1. Effective feedback directs attention to the intended learning

There are two types of feedback for Chappuis: success and intervention.  These are straightforward.  Success feedback points out what a student has done well while intervention feedback tells them what needs to be corrected or improved.

There are common comments that do not accomplish the goal of effective feedback however.  Writing "incomplete" or "re-do" or really any grade does not encourage a student to succeed or give them a clear direction to go in.  As Chappuis (2009) states, "Providing feedback can be a labor-intensive proposition.  If we put all that time in we want to make sure that (1) we're doing it right, and (2) students will use it."  How many more students would have corrected an assignment if I had given them one-on-one feedback instead of writing "incomplete" at the top of their paper?  Even "see me," I would argue, has such a negative connotation, it is ineffective.  How many of your students actually do see you afterwards?

Often it is easy to praise students.  "You're so smart!"  However, Chappuis notes, this puts the feedback towards the learner rather than towards the work, and what does that make the student who receives the intervention feedback?  A study found that "look how hard you tried" is a much more effective comment because students see effort as something within their control, while "look how smart you are" is seen as a personal attribute and unchangeable (Blackwell, Trzensniewski, and Dweck, 2007, as cited in Chappuis, 2009).

Giving grades as part of feedback can be damaging as well.  Louann Reed taught at CSU that there are three terms used for assessment that shouldn't be interchangeable.  There's "assessment," the broad term; "feeback," which is written or verbal suggestions given to a student to help them improve their work or let them know their on the right track; then there are "grades," which contain a value judgement of the work.  The reason many students probably go to the last page of their essays for the grade and ignore the comments is because they see the feedback as unhelpful - why take the extra effort to make revisions when the grade's already been given.  Even if we say "you can make edits and turn this in for a better grade," how often does that actually happen?  Better to give the feedback, have them make changes, then assign a grade.

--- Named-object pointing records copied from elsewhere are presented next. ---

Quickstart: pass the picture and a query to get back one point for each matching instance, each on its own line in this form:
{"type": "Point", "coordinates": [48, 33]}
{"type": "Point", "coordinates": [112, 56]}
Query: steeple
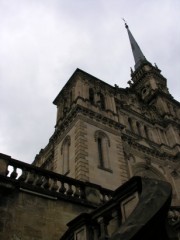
{"type": "Point", "coordinates": [137, 53]}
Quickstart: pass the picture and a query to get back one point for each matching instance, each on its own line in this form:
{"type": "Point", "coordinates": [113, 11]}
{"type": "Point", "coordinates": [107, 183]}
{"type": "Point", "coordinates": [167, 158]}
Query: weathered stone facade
{"type": "Point", "coordinates": [103, 135]}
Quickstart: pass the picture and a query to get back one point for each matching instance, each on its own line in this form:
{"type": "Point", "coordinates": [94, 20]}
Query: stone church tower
{"type": "Point", "coordinates": [106, 134]}
{"type": "Point", "coordinates": [78, 186]}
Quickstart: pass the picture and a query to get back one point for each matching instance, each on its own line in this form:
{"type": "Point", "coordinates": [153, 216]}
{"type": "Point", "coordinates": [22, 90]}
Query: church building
{"type": "Point", "coordinates": [110, 147]}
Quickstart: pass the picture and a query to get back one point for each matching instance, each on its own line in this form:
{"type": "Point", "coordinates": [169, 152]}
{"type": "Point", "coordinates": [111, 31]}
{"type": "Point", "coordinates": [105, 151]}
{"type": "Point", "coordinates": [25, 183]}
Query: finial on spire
{"type": "Point", "coordinates": [126, 26]}
{"type": "Point", "coordinates": [137, 53]}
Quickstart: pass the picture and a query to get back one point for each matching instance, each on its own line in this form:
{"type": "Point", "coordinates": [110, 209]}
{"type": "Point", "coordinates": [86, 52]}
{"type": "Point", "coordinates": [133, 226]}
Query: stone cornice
{"type": "Point", "coordinates": [78, 109]}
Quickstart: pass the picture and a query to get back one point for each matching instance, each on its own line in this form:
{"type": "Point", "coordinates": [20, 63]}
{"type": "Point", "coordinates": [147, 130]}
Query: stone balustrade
{"type": "Point", "coordinates": [48, 184]}
{"type": "Point", "coordinates": [123, 216]}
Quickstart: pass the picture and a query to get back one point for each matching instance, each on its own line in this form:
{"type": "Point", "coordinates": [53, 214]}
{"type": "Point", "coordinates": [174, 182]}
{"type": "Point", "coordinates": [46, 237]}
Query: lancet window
{"type": "Point", "coordinates": [103, 144]}
{"type": "Point", "coordinates": [65, 155]}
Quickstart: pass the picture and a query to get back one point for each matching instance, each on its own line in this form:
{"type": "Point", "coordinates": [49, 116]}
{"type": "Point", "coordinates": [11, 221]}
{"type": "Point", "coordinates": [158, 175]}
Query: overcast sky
{"type": "Point", "coordinates": [42, 42]}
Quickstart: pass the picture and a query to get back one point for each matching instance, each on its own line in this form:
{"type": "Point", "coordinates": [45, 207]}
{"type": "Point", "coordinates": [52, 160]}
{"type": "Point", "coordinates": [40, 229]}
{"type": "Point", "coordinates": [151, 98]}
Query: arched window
{"type": "Point", "coordinates": [65, 153]}
{"type": "Point", "coordinates": [103, 145]}
{"type": "Point", "coordinates": [130, 124]}
{"type": "Point", "coordinates": [91, 95]}
{"type": "Point", "coordinates": [70, 97]}
{"type": "Point", "coordinates": [146, 132]}
{"type": "Point", "coordinates": [102, 101]}
{"type": "Point", "coordinates": [138, 128]}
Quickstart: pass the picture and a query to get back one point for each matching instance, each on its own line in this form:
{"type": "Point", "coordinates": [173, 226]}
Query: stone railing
{"type": "Point", "coordinates": [48, 184]}
{"type": "Point", "coordinates": [134, 212]}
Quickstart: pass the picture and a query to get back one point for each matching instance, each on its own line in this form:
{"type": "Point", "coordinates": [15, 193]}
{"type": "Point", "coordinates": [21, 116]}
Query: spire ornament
{"type": "Point", "coordinates": [137, 53]}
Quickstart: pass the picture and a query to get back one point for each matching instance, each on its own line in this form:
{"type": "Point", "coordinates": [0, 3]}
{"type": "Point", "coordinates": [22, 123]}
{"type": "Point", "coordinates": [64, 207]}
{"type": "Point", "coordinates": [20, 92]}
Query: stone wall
{"type": "Point", "coordinates": [24, 216]}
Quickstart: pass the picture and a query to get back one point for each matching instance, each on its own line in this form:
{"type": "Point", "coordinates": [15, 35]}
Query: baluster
{"type": "Point", "coordinates": [103, 199]}
{"type": "Point", "coordinates": [62, 188]}
{"type": "Point", "coordinates": [103, 228]}
{"type": "Point", "coordinates": [69, 191]}
{"type": "Point", "coordinates": [30, 178]}
{"type": "Point", "coordinates": [82, 192]}
{"type": "Point", "coordinates": [46, 183]}
{"type": "Point", "coordinates": [23, 176]}
{"type": "Point", "coordinates": [14, 173]}
{"type": "Point", "coordinates": [36, 180]}
{"type": "Point", "coordinates": [77, 192]}
{"type": "Point", "coordinates": [54, 186]}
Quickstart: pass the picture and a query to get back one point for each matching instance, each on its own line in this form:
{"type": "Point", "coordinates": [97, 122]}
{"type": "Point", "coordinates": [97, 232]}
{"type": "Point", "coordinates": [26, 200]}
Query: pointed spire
{"type": "Point", "coordinates": [137, 53]}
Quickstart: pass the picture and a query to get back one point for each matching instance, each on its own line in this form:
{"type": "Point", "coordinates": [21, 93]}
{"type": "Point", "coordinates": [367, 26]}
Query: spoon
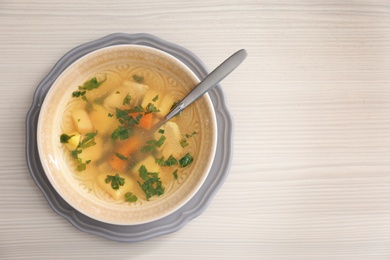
{"type": "Point", "coordinates": [218, 74]}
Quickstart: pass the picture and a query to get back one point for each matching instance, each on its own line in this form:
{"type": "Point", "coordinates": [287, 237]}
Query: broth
{"type": "Point", "coordinates": [104, 128]}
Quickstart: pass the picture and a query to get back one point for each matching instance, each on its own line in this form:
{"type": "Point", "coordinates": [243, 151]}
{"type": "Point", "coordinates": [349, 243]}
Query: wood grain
{"type": "Point", "coordinates": [310, 177]}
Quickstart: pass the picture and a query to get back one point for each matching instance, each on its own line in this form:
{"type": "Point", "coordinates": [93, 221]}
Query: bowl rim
{"type": "Point", "coordinates": [52, 91]}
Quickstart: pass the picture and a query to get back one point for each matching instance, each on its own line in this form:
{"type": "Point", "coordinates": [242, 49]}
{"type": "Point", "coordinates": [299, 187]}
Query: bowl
{"type": "Point", "coordinates": [112, 65]}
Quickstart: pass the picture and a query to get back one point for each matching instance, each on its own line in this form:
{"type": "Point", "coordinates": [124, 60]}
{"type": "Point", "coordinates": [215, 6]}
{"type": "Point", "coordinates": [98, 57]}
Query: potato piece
{"type": "Point", "coordinates": [101, 121]}
{"type": "Point", "coordinates": [165, 105]}
{"type": "Point", "coordinates": [93, 152]}
{"type": "Point", "coordinates": [74, 141]}
{"type": "Point", "coordinates": [149, 96]}
{"type": "Point", "coordinates": [130, 185]}
{"type": "Point", "coordinates": [82, 121]}
{"type": "Point", "coordinates": [171, 146]}
{"type": "Point", "coordinates": [150, 164]}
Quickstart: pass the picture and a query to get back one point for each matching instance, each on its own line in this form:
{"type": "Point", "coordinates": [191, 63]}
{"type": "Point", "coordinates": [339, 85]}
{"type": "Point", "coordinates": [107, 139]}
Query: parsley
{"type": "Point", "coordinates": [78, 93]}
{"type": "Point", "coordinates": [116, 181]}
{"type": "Point", "coordinates": [175, 174]}
{"type": "Point", "coordinates": [126, 100]}
{"type": "Point", "coordinates": [183, 142]}
{"type": "Point", "coordinates": [121, 156]}
{"type": "Point", "coordinates": [121, 133]}
{"type": "Point", "coordinates": [138, 79]}
{"type": "Point", "coordinates": [186, 160]}
{"type": "Point", "coordinates": [151, 145]}
{"type": "Point", "coordinates": [130, 197]}
{"type": "Point", "coordinates": [88, 140]}
{"type": "Point", "coordinates": [152, 184]}
{"type": "Point", "coordinates": [169, 162]}
{"type": "Point", "coordinates": [91, 84]}
{"type": "Point", "coordinates": [151, 108]}
{"type": "Point", "coordinates": [64, 138]}
{"type": "Point", "coordinates": [88, 85]}
{"type": "Point", "coordinates": [138, 108]}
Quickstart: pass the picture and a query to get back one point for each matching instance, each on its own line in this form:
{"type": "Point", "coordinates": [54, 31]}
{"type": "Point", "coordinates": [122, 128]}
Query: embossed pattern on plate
{"type": "Point", "coordinates": [172, 222]}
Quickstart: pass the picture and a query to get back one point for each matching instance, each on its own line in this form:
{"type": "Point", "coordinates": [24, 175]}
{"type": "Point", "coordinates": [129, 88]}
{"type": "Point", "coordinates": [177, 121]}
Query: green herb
{"type": "Point", "coordinates": [91, 84]}
{"type": "Point", "coordinates": [171, 161]}
{"type": "Point", "coordinates": [78, 93]}
{"type": "Point", "coordinates": [126, 100]}
{"type": "Point", "coordinates": [130, 197]}
{"type": "Point", "coordinates": [75, 153]}
{"type": "Point", "coordinates": [175, 174]}
{"type": "Point", "coordinates": [183, 142]}
{"type": "Point", "coordinates": [152, 184]}
{"type": "Point", "coordinates": [116, 181]}
{"type": "Point", "coordinates": [85, 98]}
{"type": "Point", "coordinates": [121, 156]}
{"type": "Point", "coordinates": [151, 145]}
{"type": "Point", "coordinates": [138, 108]}
{"type": "Point", "coordinates": [64, 138]}
{"type": "Point", "coordinates": [160, 161]}
{"type": "Point", "coordinates": [121, 133]}
{"type": "Point", "coordinates": [124, 118]}
{"type": "Point", "coordinates": [151, 108]}
{"type": "Point", "coordinates": [138, 79]}
{"type": "Point", "coordinates": [88, 140]}
{"type": "Point", "coordinates": [186, 160]}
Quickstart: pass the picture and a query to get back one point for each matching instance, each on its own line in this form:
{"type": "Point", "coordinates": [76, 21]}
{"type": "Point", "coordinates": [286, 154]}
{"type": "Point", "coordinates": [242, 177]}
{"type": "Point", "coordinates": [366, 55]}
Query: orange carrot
{"type": "Point", "coordinates": [127, 148]}
{"type": "Point", "coordinates": [145, 121]}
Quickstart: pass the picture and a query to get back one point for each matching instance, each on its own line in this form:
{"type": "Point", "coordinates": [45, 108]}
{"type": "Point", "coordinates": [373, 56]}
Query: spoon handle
{"type": "Point", "coordinates": [210, 81]}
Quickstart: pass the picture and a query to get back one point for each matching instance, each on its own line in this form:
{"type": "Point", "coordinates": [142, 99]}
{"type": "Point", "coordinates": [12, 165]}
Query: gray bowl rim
{"type": "Point", "coordinates": [176, 220]}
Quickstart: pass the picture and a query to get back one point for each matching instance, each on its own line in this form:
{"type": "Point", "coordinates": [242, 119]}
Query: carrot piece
{"type": "Point", "coordinates": [145, 121]}
{"type": "Point", "coordinates": [126, 149]}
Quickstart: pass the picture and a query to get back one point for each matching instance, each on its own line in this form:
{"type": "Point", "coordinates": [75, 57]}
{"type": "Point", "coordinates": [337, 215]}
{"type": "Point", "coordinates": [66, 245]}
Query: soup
{"type": "Point", "coordinates": [107, 140]}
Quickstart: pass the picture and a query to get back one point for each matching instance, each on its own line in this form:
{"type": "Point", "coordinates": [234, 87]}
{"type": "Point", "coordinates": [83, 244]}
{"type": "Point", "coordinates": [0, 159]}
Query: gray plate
{"type": "Point", "coordinates": [172, 222]}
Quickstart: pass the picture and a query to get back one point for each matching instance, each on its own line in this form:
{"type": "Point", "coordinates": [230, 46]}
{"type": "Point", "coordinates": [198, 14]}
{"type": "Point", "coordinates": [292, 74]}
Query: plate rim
{"type": "Point", "coordinates": [176, 220]}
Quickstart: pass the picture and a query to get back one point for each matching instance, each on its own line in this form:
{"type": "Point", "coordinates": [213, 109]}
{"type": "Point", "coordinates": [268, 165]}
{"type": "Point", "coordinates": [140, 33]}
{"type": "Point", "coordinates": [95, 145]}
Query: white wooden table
{"type": "Point", "coordinates": [310, 177]}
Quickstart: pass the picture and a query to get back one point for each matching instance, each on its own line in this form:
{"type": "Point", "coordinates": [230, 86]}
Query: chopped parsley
{"type": "Point", "coordinates": [116, 181]}
{"type": "Point", "coordinates": [183, 142]}
{"type": "Point", "coordinates": [186, 160]}
{"type": "Point", "coordinates": [88, 140]}
{"type": "Point", "coordinates": [126, 100]}
{"type": "Point", "coordinates": [169, 162]}
{"type": "Point", "coordinates": [151, 145]}
{"type": "Point", "coordinates": [150, 108]}
{"type": "Point", "coordinates": [130, 197]}
{"type": "Point", "coordinates": [152, 184]}
{"type": "Point", "coordinates": [121, 133]}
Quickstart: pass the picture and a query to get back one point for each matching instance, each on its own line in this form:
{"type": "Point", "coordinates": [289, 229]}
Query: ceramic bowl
{"type": "Point", "coordinates": [94, 202]}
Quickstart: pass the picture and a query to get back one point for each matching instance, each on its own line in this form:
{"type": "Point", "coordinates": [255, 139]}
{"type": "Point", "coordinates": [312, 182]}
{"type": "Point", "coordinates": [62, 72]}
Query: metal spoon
{"type": "Point", "coordinates": [218, 74]}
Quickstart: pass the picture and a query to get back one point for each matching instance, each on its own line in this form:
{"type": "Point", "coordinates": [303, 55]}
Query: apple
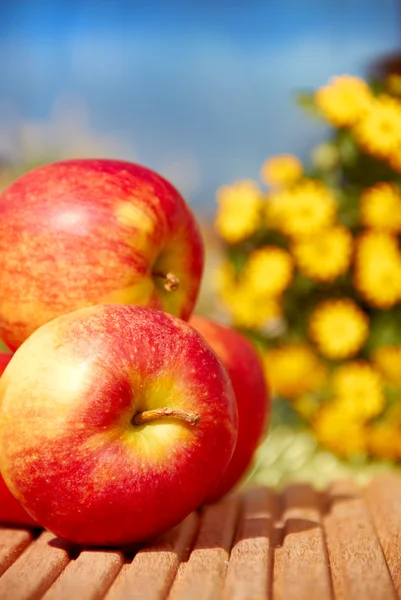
{"type": "Point", "coordinates": [251, 392]}
{"type": "Point", "coordinates": [11, 510]}
{"type": "Point", "coordinates": [83, 232]}
{"type": "Point", "coordinates": [5, 358]}
{"type": "Point", "coordinates": [115, 422]}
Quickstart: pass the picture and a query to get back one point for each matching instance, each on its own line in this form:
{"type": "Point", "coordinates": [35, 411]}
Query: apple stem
{"type": "Point", "coordinates": [171, 282]}
{"type": "Point", "coordinates": [160, 413]}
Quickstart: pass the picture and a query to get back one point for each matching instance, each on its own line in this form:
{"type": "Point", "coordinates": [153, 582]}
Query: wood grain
{"type": "Point", "coordinates": [359, 570]}
{"type": "Point", "coordinates": [35, 570]}
{"type": "Point", "coordinates": [302, 555]}
{"type": "Point", "coordinates": [383, 496]}
{"type": "Point", "coordinates": [88, 577]}
{"type": "Point", "coordinates": [202, 576]}
{"type": "Point", "coordinates": [154, 568]}
{"type": "Point", "coordinates": [12, 543]}
{"type": "Point", "coordinates": [299, 544]}
{"type": "Point", "coordinates": [249, 570]}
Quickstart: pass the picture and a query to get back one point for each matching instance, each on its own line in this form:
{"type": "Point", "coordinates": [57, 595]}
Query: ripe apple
{"type": "Point", "coordinates": [5, 358]}
{"type": "Point", "coordinates": [84, 232]}
{"type": "Point", "coordinates": [122, 422]}
{"type": "Point", "coordinates": [253, 399]}
{"type": "Point", "coordinates": [11, 510]}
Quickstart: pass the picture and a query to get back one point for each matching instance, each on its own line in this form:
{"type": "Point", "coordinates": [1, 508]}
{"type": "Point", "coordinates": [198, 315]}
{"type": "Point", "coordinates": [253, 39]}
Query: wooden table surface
{"type": "Point", "coordinates": [344, 543]}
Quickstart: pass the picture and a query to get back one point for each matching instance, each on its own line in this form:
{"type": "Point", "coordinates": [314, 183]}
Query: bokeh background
{"type": "Point", "coordinates": [201, 91]}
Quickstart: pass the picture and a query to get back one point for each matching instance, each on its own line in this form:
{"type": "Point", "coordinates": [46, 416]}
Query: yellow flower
{"type": "Point", "coordinates": [246, 309]}
{"type": "Point", "coordinates": [344, 100]}
{"type": "Point", "coordinates": [339, 328]}
{"type": "Point", "coordinates": [326, 255]}
{"type": "Point", "coordinates": [281, 171]}
{"type": "Point", "coordinates": [381, 207]}
{"type": "Point", "coordinates": [393, 84]}
{"type": "Point", "coordinates": [268, 271]}
{"type": "Point", "coordinates": [388, 360]}
{"type": "Point", "coordinates": [239, 210]}
{"type": "Point", "coordinates": [337, 432]}
{"type": "Point", "coordinates": [293, 370]}
{"type": "Point", "coordinates": [249, 311]}
{"type": "Point", "coordinates": [306, 405]}
{"type": "Point", "coordinates": [378, 269]}
{"type": "Point", "coordinates": [358, 389]}
{"type": "Point", "coordinates": [379, 132]}
{"type": "Point", "coordinates": [305, 209]}
{"type": "Point", "coordinates": [384, 441]}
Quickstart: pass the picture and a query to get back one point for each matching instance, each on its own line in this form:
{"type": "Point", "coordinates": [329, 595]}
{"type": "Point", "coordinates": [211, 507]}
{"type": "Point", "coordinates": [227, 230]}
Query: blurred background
{"type": "Point", "coordinates": [208, 93]}
{"type": "Point", "coordinates": [202, 91]}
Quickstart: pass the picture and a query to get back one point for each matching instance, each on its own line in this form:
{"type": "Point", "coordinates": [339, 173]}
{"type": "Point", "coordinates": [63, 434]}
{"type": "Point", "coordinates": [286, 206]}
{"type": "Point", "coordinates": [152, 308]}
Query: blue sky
{"type": "Point", "coordinates": [202, 87]}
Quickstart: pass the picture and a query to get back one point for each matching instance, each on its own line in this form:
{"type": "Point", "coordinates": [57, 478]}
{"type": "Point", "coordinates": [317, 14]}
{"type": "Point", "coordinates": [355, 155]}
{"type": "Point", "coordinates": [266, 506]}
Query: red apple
{"type": "Point", "coordinates": [11, 510]}
{"type": "Point", "coordinates": [122, 422]}
{"type": "Point", "coordinates": [84, 232]}
{"type": "Point", "coordinates": [253, 400]}
{"type": "Point", "coordinates": [5, 358]}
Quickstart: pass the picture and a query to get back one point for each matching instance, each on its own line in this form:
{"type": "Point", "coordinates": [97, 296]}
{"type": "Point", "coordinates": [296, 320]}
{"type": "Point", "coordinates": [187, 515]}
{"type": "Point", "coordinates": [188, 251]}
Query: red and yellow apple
{"type": "Point", "coordinates": [5, 358]}
{"type": "Point", "coordinates": [84, 232]}
{"type": "Point", "coordinates": [251, 392]}
{"type": "Point", "coordinates": [11, 510]}
{"type": "Point", "coordinates": [115, 422]}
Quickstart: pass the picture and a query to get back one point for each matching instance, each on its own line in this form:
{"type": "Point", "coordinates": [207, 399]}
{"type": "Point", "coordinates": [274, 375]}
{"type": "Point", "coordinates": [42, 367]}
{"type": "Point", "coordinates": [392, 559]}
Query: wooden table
{"type": "Point", "coordinates": [344, 543]}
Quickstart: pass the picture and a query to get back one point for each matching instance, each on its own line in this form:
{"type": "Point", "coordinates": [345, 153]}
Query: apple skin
{"type": "Point", "coordinates": [83, 232]}
{"type": "Point", "coordinates": [251, 392]}
{"type": "Point", "coordinates": [5, 358]}
{"type": "Point", "coordinates": [11, 510]}
{"type": "Point", "coordinates": [68, 448]}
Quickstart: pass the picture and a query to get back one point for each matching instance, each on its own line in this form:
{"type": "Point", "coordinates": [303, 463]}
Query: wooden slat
{"type": "Point", "coordinates": [359, 570]}
{"type": "Point", "coordinates": [12, 543]}
{"type": "Point", "coordinates": [150, 575]}
{"type": "Point", "coordinates": [249, 572]}
{"type": "Point", "coordinates": [343, 544]}
{"type": "Point", "coordinates": [301, 570]}
{"type": "Point", "coordinates": [35, 570]}
{"type": "Point", "coordinates": [383, 496]}
{"type": "Point", "coordinates": [88, 577]}
{"type": "Point", "coordinates": [202, 577]}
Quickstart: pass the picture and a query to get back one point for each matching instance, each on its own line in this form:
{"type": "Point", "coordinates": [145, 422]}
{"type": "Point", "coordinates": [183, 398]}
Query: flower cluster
{"type": "Point", "coordinates": [312, 269]}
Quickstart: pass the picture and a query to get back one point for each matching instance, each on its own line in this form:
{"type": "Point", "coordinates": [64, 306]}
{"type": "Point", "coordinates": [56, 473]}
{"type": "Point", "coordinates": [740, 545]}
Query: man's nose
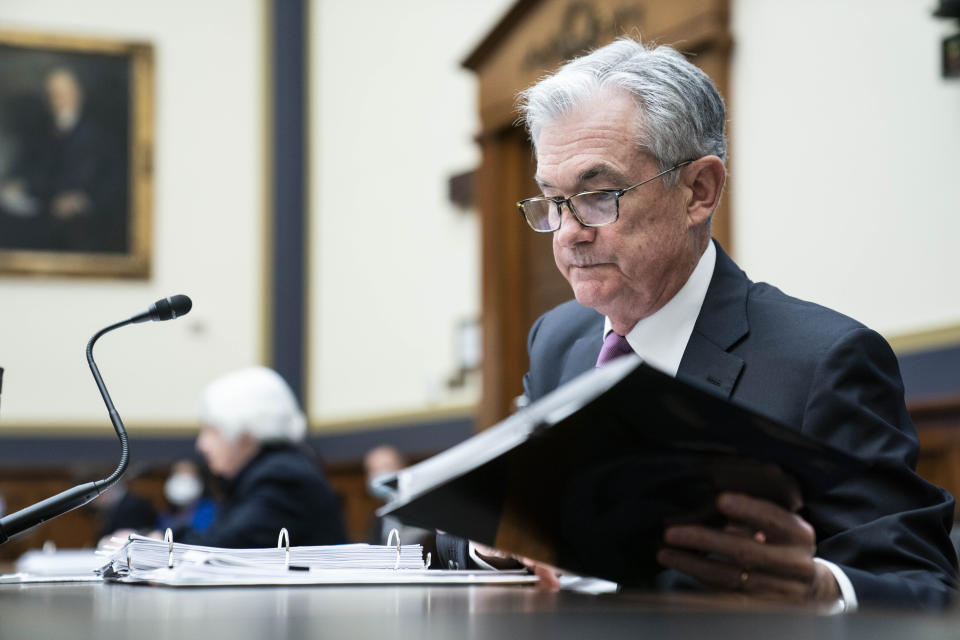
{"type": "Point", "coordinates": [571, 231]}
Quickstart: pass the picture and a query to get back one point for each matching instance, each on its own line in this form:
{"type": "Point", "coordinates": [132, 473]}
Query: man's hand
{"type": "Point", "coordinates": [768, 551]}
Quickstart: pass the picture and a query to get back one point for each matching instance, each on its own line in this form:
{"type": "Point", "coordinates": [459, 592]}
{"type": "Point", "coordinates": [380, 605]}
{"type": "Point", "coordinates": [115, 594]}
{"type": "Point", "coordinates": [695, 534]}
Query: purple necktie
{"type": "Point", "coordinates": [614, 346]}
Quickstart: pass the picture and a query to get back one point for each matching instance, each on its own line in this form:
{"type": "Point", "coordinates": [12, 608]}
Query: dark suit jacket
{"type": "Point", "coordinates": [280, 487]}
{"type": "Point", "coordinates": [825, 375]}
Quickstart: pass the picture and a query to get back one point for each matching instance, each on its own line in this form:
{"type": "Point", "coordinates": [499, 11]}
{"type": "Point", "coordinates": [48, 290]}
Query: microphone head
{"type": "Point", "coordinates": [170, 308]}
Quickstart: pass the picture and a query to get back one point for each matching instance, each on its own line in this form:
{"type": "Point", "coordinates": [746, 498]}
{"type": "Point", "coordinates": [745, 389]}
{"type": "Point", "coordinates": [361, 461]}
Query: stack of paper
{"type": "Point", "coordinates": [176, 564]}
{"type": "Point", "coordinates": [140, 554]}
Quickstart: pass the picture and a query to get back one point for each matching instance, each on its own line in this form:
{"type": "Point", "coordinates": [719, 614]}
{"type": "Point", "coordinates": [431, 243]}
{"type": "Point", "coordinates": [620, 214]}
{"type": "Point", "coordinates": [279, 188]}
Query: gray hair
{"type": "Point", "coordinates": [680, 112]}
{"type": "Point", "coordinates": [256, 401]}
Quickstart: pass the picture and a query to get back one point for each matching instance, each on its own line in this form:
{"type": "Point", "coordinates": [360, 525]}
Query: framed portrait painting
{"type": "Point", "coordinates": [76, 146]}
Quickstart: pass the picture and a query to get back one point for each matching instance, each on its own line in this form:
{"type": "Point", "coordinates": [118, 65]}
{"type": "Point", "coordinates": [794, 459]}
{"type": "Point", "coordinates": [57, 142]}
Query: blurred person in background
{"type": "Point", "coordinates": [251, 436]}
{"type": "Point", "coordinates": [187, 492]}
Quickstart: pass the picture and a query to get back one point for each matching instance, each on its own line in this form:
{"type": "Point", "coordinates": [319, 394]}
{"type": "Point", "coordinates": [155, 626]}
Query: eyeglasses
{"type": "Point", "coordinates": [596, 208]}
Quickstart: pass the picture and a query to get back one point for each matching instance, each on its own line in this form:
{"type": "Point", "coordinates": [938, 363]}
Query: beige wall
{"type": "Point", "coordinates": [844, 167]}
{"type": "Point", "coordinates": [208, 218]}
{"type": "Point", "coordinates": [844, 192]}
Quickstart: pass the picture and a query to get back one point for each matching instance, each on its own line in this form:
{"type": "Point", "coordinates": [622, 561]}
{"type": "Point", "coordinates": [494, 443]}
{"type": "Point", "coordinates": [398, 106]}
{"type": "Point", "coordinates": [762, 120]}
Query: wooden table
{"type": "Point", "coordinates": [96, 610]}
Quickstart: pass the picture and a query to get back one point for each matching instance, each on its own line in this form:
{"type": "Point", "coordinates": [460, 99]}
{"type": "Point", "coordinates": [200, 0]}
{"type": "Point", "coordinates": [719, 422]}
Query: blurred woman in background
{"type": "Point", "coordinates": [251, 436]}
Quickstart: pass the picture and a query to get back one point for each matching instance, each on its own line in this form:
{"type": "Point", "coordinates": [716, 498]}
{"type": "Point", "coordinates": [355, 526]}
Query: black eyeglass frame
{"type": "Point", "coordinates": [560, 201]}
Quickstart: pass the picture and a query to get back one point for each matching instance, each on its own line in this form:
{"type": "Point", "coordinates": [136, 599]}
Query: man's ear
{"type": "Point", "coordinates": [704, 179]}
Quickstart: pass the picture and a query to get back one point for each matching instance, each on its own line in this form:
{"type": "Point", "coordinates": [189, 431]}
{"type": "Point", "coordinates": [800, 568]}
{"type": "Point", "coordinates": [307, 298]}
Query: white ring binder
{"type": "Point", "coordinates": [394, 532]}
{"type": "Point", "coordinates": [280, 545]}
{"type": "Point", "coordinates": [168, 538]}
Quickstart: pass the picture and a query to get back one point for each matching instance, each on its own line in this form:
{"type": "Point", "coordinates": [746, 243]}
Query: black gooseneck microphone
{"type": "Point", "coordinates": [29, 517]}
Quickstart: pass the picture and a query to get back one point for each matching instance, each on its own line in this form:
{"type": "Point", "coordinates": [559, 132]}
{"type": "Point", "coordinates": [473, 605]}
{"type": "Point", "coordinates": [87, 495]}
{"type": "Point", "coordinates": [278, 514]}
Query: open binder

2. Feedback occurs during learning

Chappuis points out that we teachers often tell students "it's okay to make mistakes," because that's often how we learn.  By making a mistake, we know what not to do.  But sometimes our grading policies encourage the opposite viewpoint.  When quizzes and participation points are given leading up to the big test, how fair is it to grade them both.  It's double jeopardy.

Louann's continuum also should go in order.  Feedback should always come before grading.  Feedback should happen during learning.

3. Feedback addresses partial understanding

Feedback should be given when it can help a student move forward.  To give a student who needs further instruction feedback would be more frustrating to both student and teacher than helpful.  Only when there is partial understanding is feedback helpful.

4. Effective feedback does not do the thinking for the student

The best example I have for this is correcting conventions in an essay.  If one has taught sentence fragments, comma splices, and the use of semi-colons, rather than correcting each fragment in completed essays, mark the line where the error occurs and have the student correct it.  Students have a task and incentive to use the teacher's comments/feedback to move their learning forward.

5. Effective feedback limits corrective to what students can act on

Differentiate feedback to what an individual student can handle at one point in time.

Methods to offer feedback

Chappuis (2000) suggests using picture and symbol clues (p. 75) like stars and stairs to make comments on student work.  Students could also offer their own stars and stairs - what they think they do well and what they need to improve - before the teacher adds their comments.  Two-color highlighting (p. 82) is another way for students to self assess.  They highlight the sections of the rubric they believe they meet before the teacher, using a different color highlights their own assessment.  By using two primary colors, this could easily identify for the student where they and the teacher are in agreement.